Discrétion oblige je m’en suis tenu à l’observation
mais avant de quitter Nouakchott une visite de courtoisie chez le même directeur
me permit de lui poser la question suivante :
- -
Cher collègue,
je suis certain que vous n’ignorez pas que beaucoup de ceux que vous m’avez
présentés en qualité d’enseignants n’ont pas les diplômes qu’ils prétendent posséder…Pourquoi
ne procédez-vous pas une vérification auprès des institutions concernées ?
M’attendant de sa part à une requête
pour plus d’explicitation ou à au moins à un appui pour ce faire, je fus fort
étonné quand il me répondit tout naturellement du monde :
-
- Veux-tu qu’ils
me tuent…
Ce « ils », qu’il utilisait, ne concernait pas seulement les enseignants, porteurs
de faux diplômes, mais allait bien
au-delà ! Il y avait une loi du silence, une Omertà qui maintenait un
statu quo à la sicilienne, sur la question des faux diplômes…
En
effet, je n’avais pas alors mesuré le danger que pouvait représenter pour lui le
simple fait de penser à vérifier les diplômes, il était lui-même pris au piège.
L’ampleur de la falsification était telle qu’elle
toute touche toute la sphère de l’université, de son administration interne, de
l’administration de tutelle et même toute l’administration mauritanienne si l’on
s’en tient uniquement au service public…l’enseignement privé, lui, n’était
certainement pas épargné.
Ceci me fut encore confirmé lors d’un
récent séjour à Nouakchott et visitant quelques administrations publiques
de la place, je fus surpris par le nombre de personnes qui s’interpelaient par
le terme “Docteur”. Dans un ministère j’en ai même compté une vingtaine par étage.

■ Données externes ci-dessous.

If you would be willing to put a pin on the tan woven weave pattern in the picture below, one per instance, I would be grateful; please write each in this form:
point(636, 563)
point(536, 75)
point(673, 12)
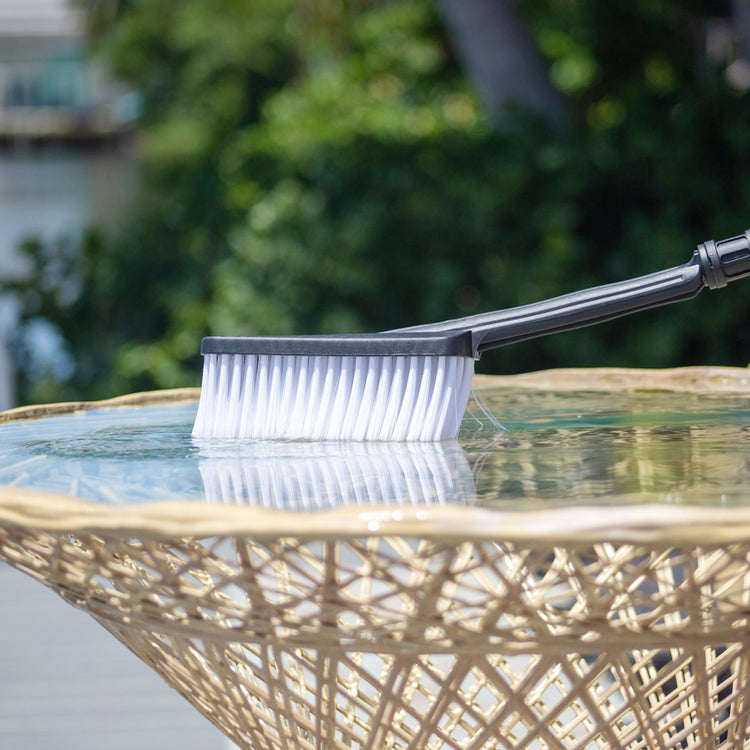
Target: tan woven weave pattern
point(620, 626)
point(401, 642)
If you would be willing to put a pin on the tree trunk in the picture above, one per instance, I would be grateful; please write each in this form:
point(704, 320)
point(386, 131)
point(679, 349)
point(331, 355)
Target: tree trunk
point(501, 58)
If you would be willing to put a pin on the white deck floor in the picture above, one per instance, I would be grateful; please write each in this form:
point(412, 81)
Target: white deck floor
point(67, 684)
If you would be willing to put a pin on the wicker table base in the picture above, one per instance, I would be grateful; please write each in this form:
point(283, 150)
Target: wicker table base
point(422, 628)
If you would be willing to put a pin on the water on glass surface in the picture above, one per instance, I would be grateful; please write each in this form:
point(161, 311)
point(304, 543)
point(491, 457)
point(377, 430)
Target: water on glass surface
point(556, 448)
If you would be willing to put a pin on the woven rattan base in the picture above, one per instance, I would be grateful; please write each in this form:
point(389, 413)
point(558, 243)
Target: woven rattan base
point(419, 628)
point(382, 641)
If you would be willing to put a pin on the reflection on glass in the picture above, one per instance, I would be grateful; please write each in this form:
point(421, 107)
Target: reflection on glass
point(559, 448)
point(314, 476)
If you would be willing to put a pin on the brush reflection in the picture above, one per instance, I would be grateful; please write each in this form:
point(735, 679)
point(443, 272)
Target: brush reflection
point(319, 475)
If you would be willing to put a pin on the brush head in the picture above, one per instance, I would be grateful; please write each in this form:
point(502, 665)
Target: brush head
point(382, 387)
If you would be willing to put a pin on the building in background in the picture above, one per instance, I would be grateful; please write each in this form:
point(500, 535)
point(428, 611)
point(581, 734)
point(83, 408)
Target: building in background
point(66, 158)
point(48, 86)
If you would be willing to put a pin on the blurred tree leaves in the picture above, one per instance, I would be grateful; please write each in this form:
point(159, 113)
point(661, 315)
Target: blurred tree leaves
point(325, 167)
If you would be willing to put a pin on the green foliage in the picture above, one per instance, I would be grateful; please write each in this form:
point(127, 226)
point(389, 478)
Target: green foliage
point(327, 168)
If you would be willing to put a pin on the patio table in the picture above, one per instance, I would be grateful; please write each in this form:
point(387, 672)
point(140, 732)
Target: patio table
point(618, 623)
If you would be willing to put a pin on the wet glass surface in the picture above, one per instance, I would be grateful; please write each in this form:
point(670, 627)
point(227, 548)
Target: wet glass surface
point(554, 448)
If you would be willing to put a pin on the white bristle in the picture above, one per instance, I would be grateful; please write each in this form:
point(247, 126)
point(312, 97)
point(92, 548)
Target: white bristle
point(398, 398)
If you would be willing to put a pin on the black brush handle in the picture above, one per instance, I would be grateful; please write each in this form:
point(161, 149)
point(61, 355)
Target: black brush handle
point(712, 265)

Tous les directeurs, les chefs de
services, et la plupart des cadres se donnaient du “Docteur”. Du “Docteur” en
veux-tu ? En voilà.
J’aurai été ravi de cette situation si
elle n’était pas quelque peu bizarre. Et ce n’est point un jugement de valeur
puisque je connais le cursus universitaires de certaines des personnes
rencontrées et qui ne pouvaient ni de près, ni de loin se prévaloir du
titre de docteur. Et pourtant, elles s’en targuaient. Alors que se passe-t-il
pour qu’un titre universitaire aussi prestigieux, chèrement acquis aux prix de
l’intellect, et du sacrifice d’années entières d’une vie de recherche
souvent difficiles, et durement passées, puisse aujourd’hui devenir un titre
que chacun porte?
Cette situation porte gravement
atteinte au développement du pays (I) et se doit de trouver une solution
à travers l’analyse de la situation, ses origines et de son ampleur (II)
vu les préjudices causés aux véritables diplômes mauritaniens (accaparation des
emplois par les faux diplômés, ternissement de l’image du véritable diplômé
mauritanien) et au développement du pays (incompétence, culture de la
médiocrité, atteinte au développement dans tous les secteurs).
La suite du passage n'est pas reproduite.